Введение в историческое градоведение
О «городском тексте» как историко-литературной идее всерьез стали говорить в начале прошлого века, с появлением «исторического градоведения», - т.н. «школы Гревса». Собственно, все это начиналось в семинарии И.М.Гревса в Тенишевском училище, с разработанного им метода «исторических экскурсий» (можно, кстати, отдельно поразмышлять о том, какой след оставили «исторические экскурсии» в творчестве самых известных тенишевцев Набокова и Мандельштама). Метод «исторических экскурсий» был затем плодотворно развит Н.П.Анциферовым, но что характерно, - основным полем для его «литературных экспедиций» и предметом «комплексного описания» сделался Петербург.
Традиция российского «городоведения» по известным причинам была прервана в конце 1920-х, и вернувшиеся к ней спустя полвека «тартуско-московские» структуралисты начали с того, на чем остановились Гревс и Анциферов, - с «души Петербурга».
После т.н. «петербургской семиотики» (18-го выпуска «Трудов по знаковым системам», Тарту, 1984), «городской текст» стал едва ли не синонимом «петербургского текста». Мы говорили «городской текст» и подразумевали «петербургский», Москва же при этом присутствовала, что называется «каузально», как часть генеральной оппозиции «двух столиц». Вообще, у Москвы с «текстом» как-то не складывалось. За последние лет тридцать вышло несколько сборников про разного порядка «московские тексты», но какого-то единого комплекса, - идеологического, символического, мифологического, наконец, - почему-то не собиралось. Основательная медиевистика, история московской журналистики и более или менее удачные применения «московской литературы» мало соотносились друг с другом, а главные мотивы и сюжеты во взаимной противоречивости своей определялись тремя эпиграфами «московской главы» «Евгения Онегина», где «одического» И.И.Дмитриева («…Москва, России дочь любима») сменял «пирующий» Баратынский («Как не любить родной Москвы?...»), а завершал этот микс из высокого и частного, из истории и гастрономии, сатирический Грибоедов («Гоненье на Москву…»).

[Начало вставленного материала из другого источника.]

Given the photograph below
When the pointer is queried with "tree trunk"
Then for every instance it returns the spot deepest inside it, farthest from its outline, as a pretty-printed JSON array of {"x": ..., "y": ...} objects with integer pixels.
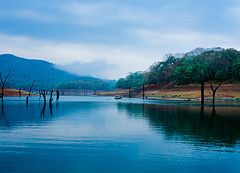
[
  {"x": 202, "y": 93},
  {"x": 143, "y": 92},
  {"x": 2, "y": 95},
  {"x": 129, "y": 95},
  {"x": 214, "y": 94}
]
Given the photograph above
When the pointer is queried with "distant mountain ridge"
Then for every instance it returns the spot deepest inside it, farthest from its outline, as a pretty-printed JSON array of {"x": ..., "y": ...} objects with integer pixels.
[
  {"x": 25, "y": 71},
  {"x": 200, "y": 50}
]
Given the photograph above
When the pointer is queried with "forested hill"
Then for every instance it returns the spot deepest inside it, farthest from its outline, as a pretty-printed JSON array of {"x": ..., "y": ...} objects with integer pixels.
[
  {"x": 46, "y": 76},
  {"x": 201, "y": 65}
]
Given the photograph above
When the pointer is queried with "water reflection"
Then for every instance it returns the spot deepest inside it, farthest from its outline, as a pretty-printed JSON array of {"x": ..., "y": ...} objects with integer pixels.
[{"x": 218, "y": 126}]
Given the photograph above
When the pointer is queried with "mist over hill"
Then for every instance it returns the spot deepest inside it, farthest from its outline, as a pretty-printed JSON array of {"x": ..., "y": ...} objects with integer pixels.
[{"x": 46, "y": 75}]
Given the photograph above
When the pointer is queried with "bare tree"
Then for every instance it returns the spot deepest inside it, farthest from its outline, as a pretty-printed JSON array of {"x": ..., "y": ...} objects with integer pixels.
[
  {"x": 43, "y": 93},
  {"x": 57, "y": 95},
  {"x": 29, "y": 93},
  {"x": 51, "y": 98},
  {"x": 214, "y": 89},
  {"x": 3, "y": 81}
]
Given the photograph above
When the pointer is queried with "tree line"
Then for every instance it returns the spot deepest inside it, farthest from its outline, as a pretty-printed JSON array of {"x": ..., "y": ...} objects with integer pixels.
[{"x": 212, "y": 67}]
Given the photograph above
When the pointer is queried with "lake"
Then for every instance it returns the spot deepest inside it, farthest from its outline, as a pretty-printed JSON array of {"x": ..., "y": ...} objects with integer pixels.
[{"x": 100, "y": 134}]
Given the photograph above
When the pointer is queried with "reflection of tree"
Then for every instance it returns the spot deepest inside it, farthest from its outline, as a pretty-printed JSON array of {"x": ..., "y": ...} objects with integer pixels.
[
  {"x": 43, "y": 110},
  {"x": 3, "y": 118},
  {"x": 189, "y": 122}
]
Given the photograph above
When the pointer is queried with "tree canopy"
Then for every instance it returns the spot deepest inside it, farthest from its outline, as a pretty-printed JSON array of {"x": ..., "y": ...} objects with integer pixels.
[{"x": 209, "y": 66}]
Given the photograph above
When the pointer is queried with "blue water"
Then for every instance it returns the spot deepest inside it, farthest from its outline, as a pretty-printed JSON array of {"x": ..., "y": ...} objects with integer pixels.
[{"x": 100, "y": 134}]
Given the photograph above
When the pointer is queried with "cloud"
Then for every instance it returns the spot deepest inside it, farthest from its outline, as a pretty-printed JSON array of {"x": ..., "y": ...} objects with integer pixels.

Подготовленный Ириной Головинской «московский сборник» состоит исключительно из «городских текстов», он выстроен в соответствии со своей историей и архитектурой (чрезвычайно стройной и продуманной), и если имеет смысл говорить о новом «московском тексте», новообретенной городской мифологии и топографической символике, то «Возвращение в Москву» предъявляет ее последовательно и основательно.
Притом, что перед нами, в самом деле, новый текст, в меньшей степени откликающийся на привычные и традиционные московские сюжеты, зато предъявляющий вполне отчетливую и узнаваемую городскую мифологию позднесоветского и постсоветского времени, - фактически поколенческую память своих авторов, которые в большинстве своем родились в послевоенной Москве.
Биографикция
Наверное, прежде чем говорить о новых московских «смыслах», следует сказать о жанре этих текстов: это малая проза, которая в последнее время из литературной маргиналии и журнальной «резервации» все более выходит – если не в мейнстрим, то в респектабельный глянец («Сноб»), в дорогие украшения неочевидной издательской «линейки» - модные и нарядные антологии. «Возвращение в Москву» вполне вписывается в тенденцию: это толстая и красивая книга с картинками, Я говорю это без иронии, книга, в самом деле, отлично иллюстрирована, причем старые фотографии из семейных альбомов «дотянуты» здесь до профессионального художественного уровня.
Общий визуальный сюжет можно сформулировать в двух словах: ребенок и город.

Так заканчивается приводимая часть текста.